Dai Mu-Gen, Li Li-Fen, Cheng Hai-Yan, Wang Jian-Bo, Ye Bin, He Fei-Yun
Department of Gastroenterology, The Fifth Affiliated Hospital of Wenzhou Medical University, Lishui 323000, Zhejiang Province, China.
Department of Gastroenterology, Liandu District People's Hospital, Lishui 323000, Zhejiang Province, China.

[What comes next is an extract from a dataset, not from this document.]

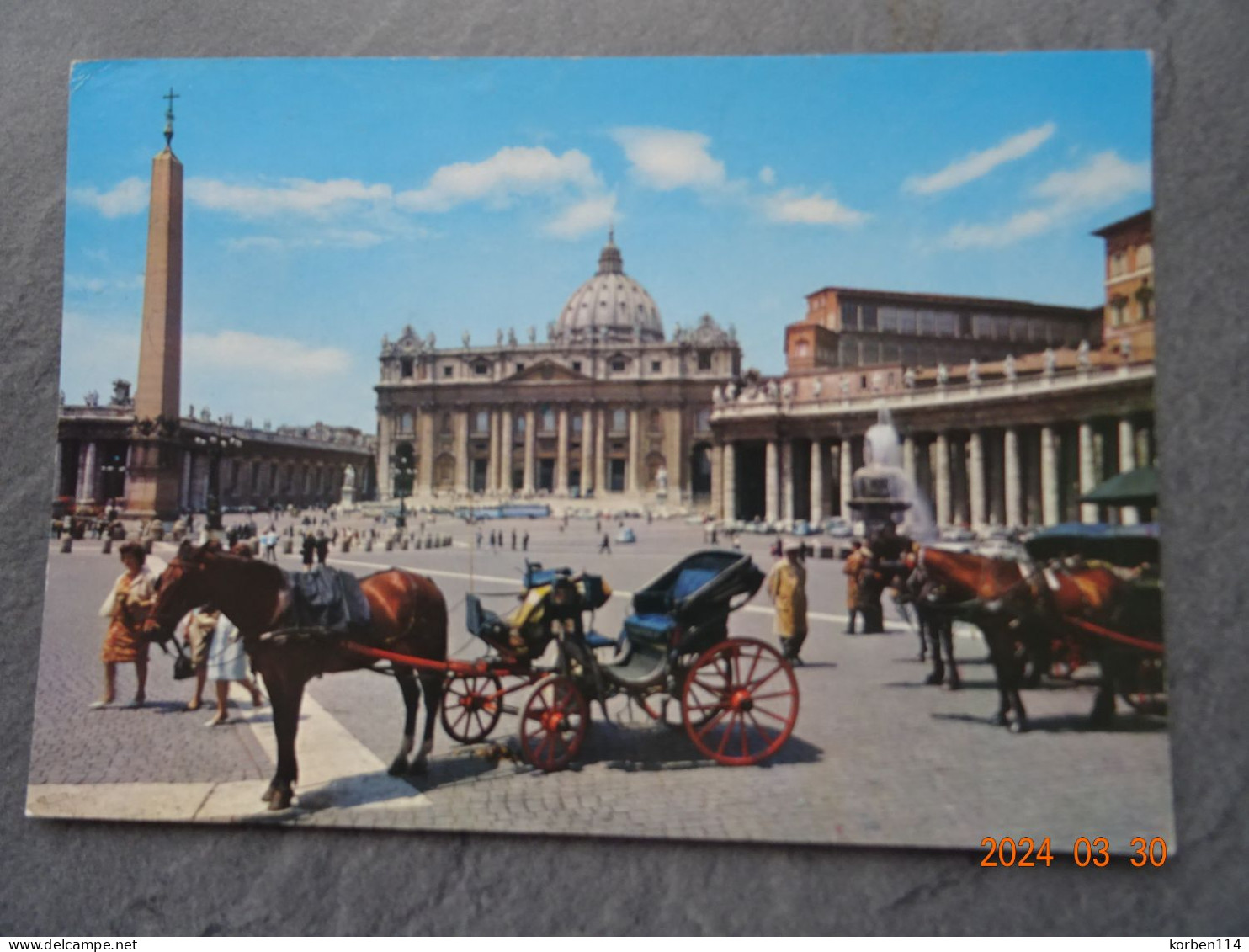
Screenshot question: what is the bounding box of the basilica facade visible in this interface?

World J Clin Cases. 2022 May 6;10(13):4185-4189. doi: 10.12998/wjcc.v10.i13.4185.
Acute pancreatitis is an uncommon complication of gastrointestinal endoscopy, especially if the patient has none of the common risk factors associated with pancreatitis; such as alcoholism, gallstones, hypertriglyceridemia, hypercalcemia or the use of certain drugs.
A 56-year-old female patient developed abdominal pain immediately after the completion of an upper gastrointestinal endoscopy. The pain was predominantly in the upper and middle abdomen and was persistent and severe. The patient was diagnosed with acute pancreatitis. Treatment included complete fasting, octreotide injection prepared in a prefilled syringe to inhibit pancreatic enzymes secretion, ulinastatin injection to inhibit pancreatic enzymes activity, esomeprazole for gastric acid suppression, fluid replacement and nutritional support. Over the next 3 d, the patient's symptoms improved. The patient remained hemodynamically stable throughout hospitalization and was discharged home in a clinically stable state.
Pancreatitis should be considered in the differential diagnosis of abdominal pain after upper and lower gastrointestinal endoscopy.
急性胰腺炎是胃肠内镜检查中一种不常见的并发症,尤其是当患者没有与胰腺炎相关的常见危险因素时;如酗酒、胆结石、高甘油三酯血症、高钙血症或使用某些药物。
一名56岁女性患者在完成上消化道内镜检查后立即出现腹痛。疼痛主要位于上腹部和中腹部,持续且剧烈。该患者被诊断为急性胰腺炎。治疗包括完全禁食、使用预填充注射器配制的奥曲肽注射液抑制胰酶分泌、乌司他丁注射液抑制胰酶活性、埃索美拉唑抑制胃酸、补液和营养支持。在接下来的3天里,患者的症状有所改善。患者在住院期间血流动力学一直稳定,出院时临床状态稳定。
在上下消化道内镜检查后腹痛的鉴别诊断中应考虑胰腺炎。